The final chapter in Man of Steel finally digs into Superman discovering his Kryptonian origins as the ship he came into Earth in suddenly erupts with holographic simulations. Byrne cleverly parallels this with Clark’s last night in Smallville and unfinished conversation between him and Lana Lang, his high school sweetheart. I love Byrne’s characterization of Lana. She understands Clark better than he does himself and explains to him that she doesn’t pine anymore because he’s not any one person’s to possess. Superman belongs to the world, and living in misery over not getting to be with him is just pointless. It’s in this issue that we really see the beginning of Superman as he comes to terms with both his alien origins and his roots on Earth as a human being.

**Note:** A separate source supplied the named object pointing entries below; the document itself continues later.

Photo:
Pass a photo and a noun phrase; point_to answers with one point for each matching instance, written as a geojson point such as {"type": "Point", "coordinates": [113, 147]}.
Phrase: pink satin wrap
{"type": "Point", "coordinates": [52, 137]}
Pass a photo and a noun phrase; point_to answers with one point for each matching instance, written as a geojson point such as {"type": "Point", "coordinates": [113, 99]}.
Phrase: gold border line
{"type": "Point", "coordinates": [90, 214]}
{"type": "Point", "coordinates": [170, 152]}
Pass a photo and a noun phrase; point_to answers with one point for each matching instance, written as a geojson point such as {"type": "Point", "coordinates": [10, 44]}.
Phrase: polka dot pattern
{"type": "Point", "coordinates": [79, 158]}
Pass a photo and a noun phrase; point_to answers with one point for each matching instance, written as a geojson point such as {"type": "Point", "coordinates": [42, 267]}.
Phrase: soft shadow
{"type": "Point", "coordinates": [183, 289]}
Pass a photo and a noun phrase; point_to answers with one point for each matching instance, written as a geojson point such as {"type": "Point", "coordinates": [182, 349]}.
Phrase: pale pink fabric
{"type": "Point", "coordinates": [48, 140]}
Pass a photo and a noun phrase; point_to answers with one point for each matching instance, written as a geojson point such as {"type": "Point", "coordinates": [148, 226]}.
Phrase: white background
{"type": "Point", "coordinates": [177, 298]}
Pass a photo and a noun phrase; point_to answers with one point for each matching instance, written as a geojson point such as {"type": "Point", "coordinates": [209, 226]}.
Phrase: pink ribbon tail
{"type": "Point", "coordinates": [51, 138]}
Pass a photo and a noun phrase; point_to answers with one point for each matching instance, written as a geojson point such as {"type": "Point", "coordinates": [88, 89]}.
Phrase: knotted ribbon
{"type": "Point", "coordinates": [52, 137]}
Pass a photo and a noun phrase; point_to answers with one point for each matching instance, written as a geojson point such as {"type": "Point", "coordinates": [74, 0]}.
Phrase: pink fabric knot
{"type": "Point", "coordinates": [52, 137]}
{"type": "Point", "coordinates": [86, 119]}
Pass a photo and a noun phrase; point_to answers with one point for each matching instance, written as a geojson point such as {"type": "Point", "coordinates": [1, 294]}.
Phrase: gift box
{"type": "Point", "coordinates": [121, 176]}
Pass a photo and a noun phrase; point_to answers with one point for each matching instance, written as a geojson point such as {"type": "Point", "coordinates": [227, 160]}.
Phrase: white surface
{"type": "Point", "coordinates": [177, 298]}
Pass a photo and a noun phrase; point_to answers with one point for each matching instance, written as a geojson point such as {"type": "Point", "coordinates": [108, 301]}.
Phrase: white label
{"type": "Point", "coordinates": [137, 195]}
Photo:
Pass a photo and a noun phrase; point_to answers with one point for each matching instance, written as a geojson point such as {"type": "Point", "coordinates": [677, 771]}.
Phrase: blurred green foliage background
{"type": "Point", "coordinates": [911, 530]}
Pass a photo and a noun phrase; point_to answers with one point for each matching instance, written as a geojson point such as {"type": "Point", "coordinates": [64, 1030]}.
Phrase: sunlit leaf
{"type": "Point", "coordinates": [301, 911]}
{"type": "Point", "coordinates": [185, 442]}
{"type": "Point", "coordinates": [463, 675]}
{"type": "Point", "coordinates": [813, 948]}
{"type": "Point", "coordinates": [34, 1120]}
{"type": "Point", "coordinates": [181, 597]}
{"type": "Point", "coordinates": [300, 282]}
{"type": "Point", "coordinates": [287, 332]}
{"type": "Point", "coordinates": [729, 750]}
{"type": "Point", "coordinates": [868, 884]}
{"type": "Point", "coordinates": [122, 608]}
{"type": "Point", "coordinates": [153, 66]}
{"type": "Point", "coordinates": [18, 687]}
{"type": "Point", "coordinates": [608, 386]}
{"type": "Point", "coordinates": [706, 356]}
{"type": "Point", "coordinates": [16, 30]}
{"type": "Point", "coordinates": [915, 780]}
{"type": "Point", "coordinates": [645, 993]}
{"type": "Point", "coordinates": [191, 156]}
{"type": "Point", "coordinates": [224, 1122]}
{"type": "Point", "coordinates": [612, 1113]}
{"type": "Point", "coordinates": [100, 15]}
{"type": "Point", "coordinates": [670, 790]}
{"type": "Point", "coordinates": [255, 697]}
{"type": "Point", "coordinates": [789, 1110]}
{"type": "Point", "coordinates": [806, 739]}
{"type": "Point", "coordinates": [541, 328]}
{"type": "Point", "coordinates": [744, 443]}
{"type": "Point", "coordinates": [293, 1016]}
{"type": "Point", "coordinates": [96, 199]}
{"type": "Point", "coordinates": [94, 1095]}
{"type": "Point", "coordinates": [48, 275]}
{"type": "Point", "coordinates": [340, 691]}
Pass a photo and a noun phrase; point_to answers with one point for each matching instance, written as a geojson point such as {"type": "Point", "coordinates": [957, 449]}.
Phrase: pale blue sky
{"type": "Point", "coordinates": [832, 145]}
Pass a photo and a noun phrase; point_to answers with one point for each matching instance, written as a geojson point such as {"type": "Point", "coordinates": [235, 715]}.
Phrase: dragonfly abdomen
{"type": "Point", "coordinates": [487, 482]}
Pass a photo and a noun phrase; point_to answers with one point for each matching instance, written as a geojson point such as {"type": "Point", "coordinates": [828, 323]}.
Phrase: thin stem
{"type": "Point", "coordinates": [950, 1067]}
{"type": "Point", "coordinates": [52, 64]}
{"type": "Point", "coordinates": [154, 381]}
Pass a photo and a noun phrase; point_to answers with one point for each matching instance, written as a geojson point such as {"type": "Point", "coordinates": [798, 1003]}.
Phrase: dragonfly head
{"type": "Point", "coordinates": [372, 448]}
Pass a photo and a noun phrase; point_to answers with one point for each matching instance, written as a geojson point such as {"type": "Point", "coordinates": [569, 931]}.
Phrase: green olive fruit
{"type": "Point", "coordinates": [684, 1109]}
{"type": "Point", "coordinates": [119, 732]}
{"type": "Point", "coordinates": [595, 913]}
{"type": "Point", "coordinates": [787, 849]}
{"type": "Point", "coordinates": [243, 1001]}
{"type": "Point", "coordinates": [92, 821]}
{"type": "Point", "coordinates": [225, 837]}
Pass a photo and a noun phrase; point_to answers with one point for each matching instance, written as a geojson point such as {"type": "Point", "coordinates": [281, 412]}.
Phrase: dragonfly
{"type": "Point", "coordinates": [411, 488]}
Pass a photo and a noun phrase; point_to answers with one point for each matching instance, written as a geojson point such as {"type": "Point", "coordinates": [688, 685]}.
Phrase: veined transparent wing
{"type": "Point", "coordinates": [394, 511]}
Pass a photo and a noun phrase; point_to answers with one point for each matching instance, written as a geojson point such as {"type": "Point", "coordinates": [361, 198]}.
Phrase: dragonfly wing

DC Comics devoted three monthly series to the Man of Steel with John Byrne writing & illustrating Superman and Action Comics. Marv Wolfman and artist Jerry Ordway were brought onto The Adventures of Superman. Each book has a distinctly different direction, with Superman being the title that most reinvented old characters & concepts. Action Comics was a team-up book that would have Superman joining forces with a new hero each issue. The Adventures of Superman took its name from the classic 1950s television series, and Wolfman tried to ground its stories in current events to an extent, less big-name supervillains and more generic evil scientists and dictators. The series didn’t seem to share subplots at first, but that would change over time, with the Superman titles essentially becoming a weekly series for a few years.

In my opinion, the Superman issues are the best part of the collection, but that is likely heavily colored by my personal nostalgia. When I was a kid, I remember going to K-Mart and picking up a grab bag of assorted comics. Inside the two bags I got were Byrne’s Superman #2-4 plus some Batman books written by Jim Starlin. I remember being stunned by Superman #3, where the Man of Steel, as part of the Legends crossover event, is teleported to Apokalips, where he confronts Darkseid and recalls the New Gods. I had faint memories of these characters from Challenge of the Superfriends and was immediately obsessed. This issue also had house ads for Giffen & DeMatteis’s upcoming Justice League reboot, which you know is one of my all-time favorites. 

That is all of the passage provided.